If I Loved You, I Would Tell You This by Robin Black

If I Loved You, I Would Tell You This by Robin Black

Author:Robin Black [Black, Robin]
Language: eng
Format: epub, mobi
ISBN: 978-0-679-60368-9
Publisher: Random House Publishing Group
Published: 2011-04-25T16:00:00+00:00


After he’s gone, I am grateful, in bed alone, for the fuzzy muting of all that wine. In general, I have become careful about drinking too much, too much of the time. There were months after Joe died, months that were a little drowned, a little blurred, in retrospect. Liquor certainly fueled some of the loveless loving my body sought and found with men I barely noticed, except to pummel them in bed. But I don’t fool around like that anymore. And I watch it now, with alcohol. Every once in a while, though, that softening patina an extra glass of Chianti can give, that velvet cloth it lays over every jagged edge, evokes a kind of humble gratitude in me.

I can hear music humming still in Alyssa’s room. She came in late, full of stories about her friends. I tried to listen with good humor to her tales of adventure at the dance, tried not to allow my resentment toward her companions seep in. But no doubt she senses how I feel about them all. Awkwardly emergent female forms, not children anymore, not adults yet, creatures of transition alone, they call my daughter Ally one day and then Lyssa the next, as though she were their property, to name and claim.
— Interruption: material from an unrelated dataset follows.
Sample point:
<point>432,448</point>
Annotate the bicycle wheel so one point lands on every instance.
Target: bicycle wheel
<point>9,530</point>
As though she no longer belongs to me and only I have not figured that out. Deceptively clothed in bell-bottoms and horizontal stripes, outfits reinvented from my own youth, they are the trumpeters of my daughter’s departure, the harbingers of yet another loss. They are the clock ticking forward with no concern for me. All of them. The one with bad skin. The one with enormous thighs. The one who dresses like a whore. The one who smells like dope. I have trouble telling them apart too—as I did the women in Heidi’s kitchen. My tags on them are a mother’s silent protest against their undeniable power over my own little girl, herself half woman now. Half already gone from my home.

It’s not a level playing field. My foes do not play fair. Death and all of its traveling companions and close associates, all of those beings who sneaked into my house, camouflaged in the chaos that surrounded Joe’s swift disease. Loss and grief. Reality itself. And always, with me since, this horrible heightened awareness of impending abandonment.

Booze is a necessary tiny kindness from time to time, I tell myself as I roll over on my side and try to sleep.